I want to become a strong advocate for our profession, especially in terms of helping patients understand what pharmacists can do for them.
Photography by Brandon Gray
I feel passionate about helping our profession overcome decades of the public perceiving pharmacists in more traditional, dispensing roles.
I predict that many years down the road, pharmacists will be much closer to being in their true element, and will be relied upon for their drug therapy knowledge and cognitive skills. As with any profession, it makes sense that we continue to push toward being valued and paid for providing our professional services.
Because I envision pharmacists playing a key role in chronic disease management, particularly those disease states that are costly to our healthcare system (diabetes, COPD, asthma, cardiovascular diseases), I feel one should be well prepared for making significant changes.
On a personal level, I served as first year class representative for the local chapter of the Canadian Association of Pharmacy Students and Interns (CAPSI). And I was elected Pharmacist Awareness Month chair on the CAPSI council.
My role is to plan out events and community activities for our pharmacy school to participate in during Pharmacist Awareness Month in March 2015. I am also highly involved as a mentor in a student-led organization called RxPRN, or Pharmacy Peer Relief Network. RxPRN focuses on offering mentoring and social support services to pharmacy students who need someone to talk to regarding life stresses and mental health.

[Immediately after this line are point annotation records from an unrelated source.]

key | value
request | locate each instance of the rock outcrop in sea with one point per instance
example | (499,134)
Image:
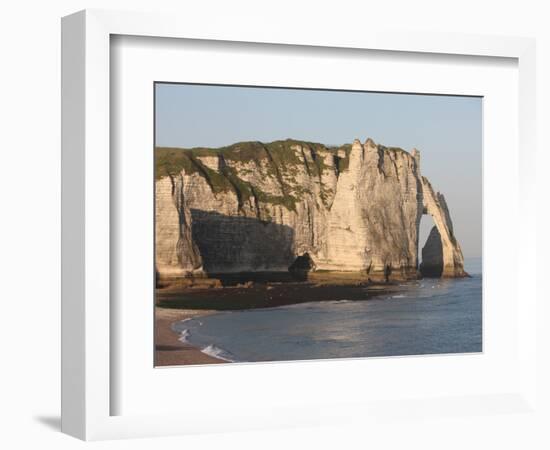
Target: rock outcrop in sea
(255,207)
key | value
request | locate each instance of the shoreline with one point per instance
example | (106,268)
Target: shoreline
(174,304)
(169,351)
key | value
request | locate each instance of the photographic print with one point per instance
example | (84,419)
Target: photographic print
(303,224)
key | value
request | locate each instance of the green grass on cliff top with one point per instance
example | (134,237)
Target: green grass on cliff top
(282,164)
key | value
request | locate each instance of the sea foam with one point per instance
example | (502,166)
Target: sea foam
(184,335)
(217,352)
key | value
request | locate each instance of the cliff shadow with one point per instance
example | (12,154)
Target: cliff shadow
(238,249)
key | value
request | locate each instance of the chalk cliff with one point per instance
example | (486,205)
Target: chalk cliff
(255,207)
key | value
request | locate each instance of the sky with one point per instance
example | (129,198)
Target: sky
(446,129)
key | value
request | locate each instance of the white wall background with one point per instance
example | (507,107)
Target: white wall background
(30,195)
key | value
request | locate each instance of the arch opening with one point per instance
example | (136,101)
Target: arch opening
(431,254)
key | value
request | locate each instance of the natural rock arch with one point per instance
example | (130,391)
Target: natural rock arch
(441,255)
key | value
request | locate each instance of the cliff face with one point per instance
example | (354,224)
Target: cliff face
(255,207)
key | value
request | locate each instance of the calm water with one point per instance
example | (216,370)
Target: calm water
(426,316)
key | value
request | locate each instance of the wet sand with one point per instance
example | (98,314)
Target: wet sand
(169,351)
(179,303)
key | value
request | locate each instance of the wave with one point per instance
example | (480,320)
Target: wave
(184,336)
(217,352)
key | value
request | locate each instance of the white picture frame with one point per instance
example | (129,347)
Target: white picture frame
(87,316)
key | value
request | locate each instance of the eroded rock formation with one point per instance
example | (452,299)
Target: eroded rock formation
(254,207)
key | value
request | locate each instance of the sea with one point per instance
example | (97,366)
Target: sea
(428,316)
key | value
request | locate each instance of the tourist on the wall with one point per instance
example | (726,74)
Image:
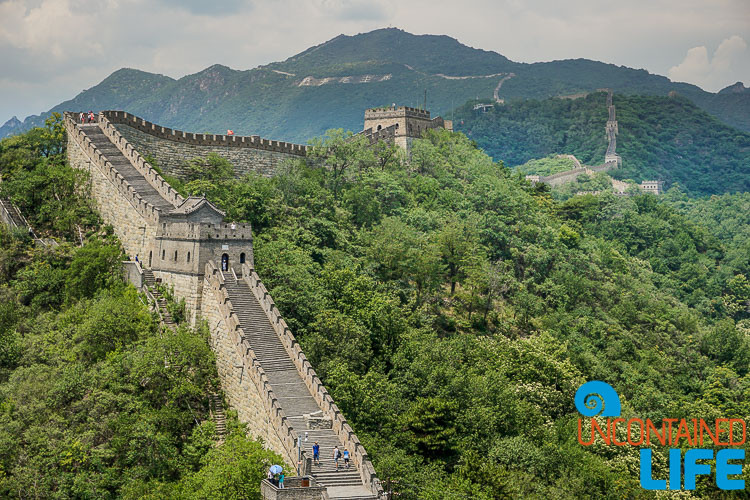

In addition, I participated as a delegate to the student conference, the Ontario Pharmacy Student Integrative Summit (OPSIS). We had a great opportunity to discuss and debate pharmacy practice changes with students from across the province, and participate in brainstorming and patient case-based activities
I want to make my mark in the profession by flourishing in my desired niche of pharmacy practice – mental health and psychiatric pharmacy. The mental health of our patients is often under-addressed. As well, mental health concerns can affect (and be affected by) a patient’s other comorbidities, their medications, and the quality of care and support they receive. I believe that pharmacists are in a unique position to help patients living with mental illnesses by thoroughly counselling patients on their medications, monitoring for drug therapy problems, following up with patients regularly, and optimizing therapeutic plans alongside other care providers.
At every opportunity, I love talking with other pharmacists to see how they feel about the profession, and what their ideas are for improving it. Pharmacists, interns, and pharmacy students who want to see positive changes happen to our practice need to voice their concerns, share their ideas, and encourage others in the profession to follow suit. I firmly believe our next steps as a profession, in light of the changing scope of practice, are to advocate to as many people as possible about our abilities, address aspects of our profession we want to improve, and partake in pharmacy practice research to show our value to stakeholders.
Heather Wren of Maple, Ont., north of Toronto, holds a BSc degree in Biomedical Science from the University of Guelph, and is currently a PharmD student at the University of Waterloo, where she will be part of its 2016 graduating class.